You can set application-wide preferences for QLab by choosing QLab Preferences... from the Apple menu. These preferences apply to all workspaces on your Mac, and they do not transfer with workspaces copied or moved to other Macs.
You can choose amongst five behaviors for QLab when it's launched:
- Restore most recent workspaces. Re-open the workspace or workspaces that were open last time QLab was running.
- Create a new blank workspace. This is the same behavior as previous versions of QLab.
- Create a new workspace from default template. You can select a workspace template as the default by choosing Manage Templates from the QLab menu, selecting a template, and clicking Set as Default. Once you've done that, choosing this option will create a new workspace based on that template.
- Show the workspace template picker. QLab will display the template picker upon launching, to allow you to choose a template.
- Do nothing.

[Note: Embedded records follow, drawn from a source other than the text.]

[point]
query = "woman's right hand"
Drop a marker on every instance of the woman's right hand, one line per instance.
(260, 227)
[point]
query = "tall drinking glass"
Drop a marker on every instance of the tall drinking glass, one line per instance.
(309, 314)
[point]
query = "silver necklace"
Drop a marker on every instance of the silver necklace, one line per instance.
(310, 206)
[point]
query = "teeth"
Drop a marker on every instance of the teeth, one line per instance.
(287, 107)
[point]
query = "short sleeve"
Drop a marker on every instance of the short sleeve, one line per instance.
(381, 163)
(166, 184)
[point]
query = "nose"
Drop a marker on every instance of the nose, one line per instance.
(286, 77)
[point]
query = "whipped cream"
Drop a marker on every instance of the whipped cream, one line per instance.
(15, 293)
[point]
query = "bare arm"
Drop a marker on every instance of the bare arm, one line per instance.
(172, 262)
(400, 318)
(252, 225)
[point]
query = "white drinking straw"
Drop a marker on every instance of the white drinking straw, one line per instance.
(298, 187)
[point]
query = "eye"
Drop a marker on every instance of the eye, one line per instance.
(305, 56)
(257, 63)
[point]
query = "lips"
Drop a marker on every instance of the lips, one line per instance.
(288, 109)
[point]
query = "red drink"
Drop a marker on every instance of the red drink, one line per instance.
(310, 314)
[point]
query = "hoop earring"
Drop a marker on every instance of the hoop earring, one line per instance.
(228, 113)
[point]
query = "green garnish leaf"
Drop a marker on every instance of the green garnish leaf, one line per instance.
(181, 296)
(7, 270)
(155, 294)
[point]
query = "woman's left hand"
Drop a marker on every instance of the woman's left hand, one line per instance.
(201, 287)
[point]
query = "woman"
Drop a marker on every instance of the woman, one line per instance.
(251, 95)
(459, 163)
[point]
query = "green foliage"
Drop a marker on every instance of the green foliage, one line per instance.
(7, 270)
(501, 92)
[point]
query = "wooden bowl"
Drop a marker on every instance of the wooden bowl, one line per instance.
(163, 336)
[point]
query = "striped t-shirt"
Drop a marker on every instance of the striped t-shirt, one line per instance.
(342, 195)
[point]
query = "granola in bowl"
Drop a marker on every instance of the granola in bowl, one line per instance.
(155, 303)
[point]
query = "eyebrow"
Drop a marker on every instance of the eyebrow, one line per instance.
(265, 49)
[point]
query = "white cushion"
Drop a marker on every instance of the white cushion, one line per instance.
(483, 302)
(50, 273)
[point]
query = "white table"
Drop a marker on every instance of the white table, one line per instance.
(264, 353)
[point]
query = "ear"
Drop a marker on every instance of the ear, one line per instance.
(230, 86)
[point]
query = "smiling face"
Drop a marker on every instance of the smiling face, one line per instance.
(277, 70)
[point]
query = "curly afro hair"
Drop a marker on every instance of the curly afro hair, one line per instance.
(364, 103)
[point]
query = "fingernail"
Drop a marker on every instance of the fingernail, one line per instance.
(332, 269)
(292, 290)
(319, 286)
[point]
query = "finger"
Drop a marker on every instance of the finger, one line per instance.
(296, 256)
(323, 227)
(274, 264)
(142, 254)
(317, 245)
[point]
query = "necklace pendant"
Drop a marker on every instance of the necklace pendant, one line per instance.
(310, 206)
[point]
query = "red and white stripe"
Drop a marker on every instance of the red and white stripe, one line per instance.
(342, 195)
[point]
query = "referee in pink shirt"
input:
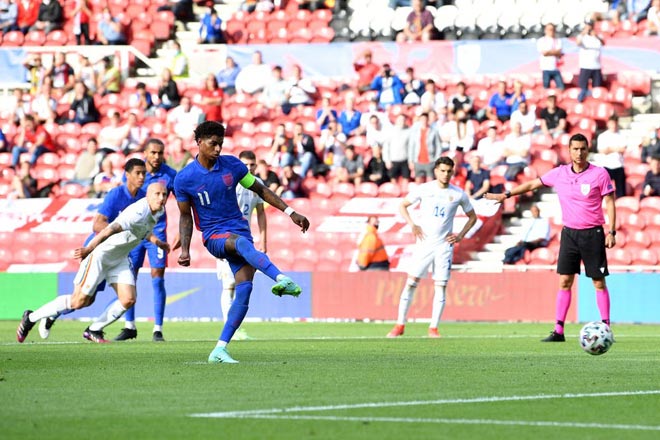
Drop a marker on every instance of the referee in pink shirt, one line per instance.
(581, 188)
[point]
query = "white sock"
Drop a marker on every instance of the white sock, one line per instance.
(406, 299)
(438, 305)
(58, 305)
(226, 298)
(111, 313)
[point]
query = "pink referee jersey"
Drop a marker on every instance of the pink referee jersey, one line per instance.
(580, 194)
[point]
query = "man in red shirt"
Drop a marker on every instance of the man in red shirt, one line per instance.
(31, 138)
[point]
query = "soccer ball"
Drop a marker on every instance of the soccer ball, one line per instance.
(596, 338)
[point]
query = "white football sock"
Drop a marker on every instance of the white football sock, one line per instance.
(406, 299)
(226, 298)
(438, 305)
(60, 304)
(111, 313)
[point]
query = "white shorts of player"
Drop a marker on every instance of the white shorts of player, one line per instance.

This is exactly what it sounds like.
When this box is checked, QLab will attempt to connect to the internet and check for available updates. If an update is available, QLab will ask you if you'd like to download and install it. Updates are never automatically downloaded. If no internet connection is available, QLab simply tries again on the next launch. No error message appears.
At present, this checkbox does absolutely nothing. Over time, we plan to add various measures of QLab's behavior which will help us track and solve problems. As we add these measures, we will list exactly what data is sent right here. We will never include personally identifiable data, media files, or other information proprietary to your designs.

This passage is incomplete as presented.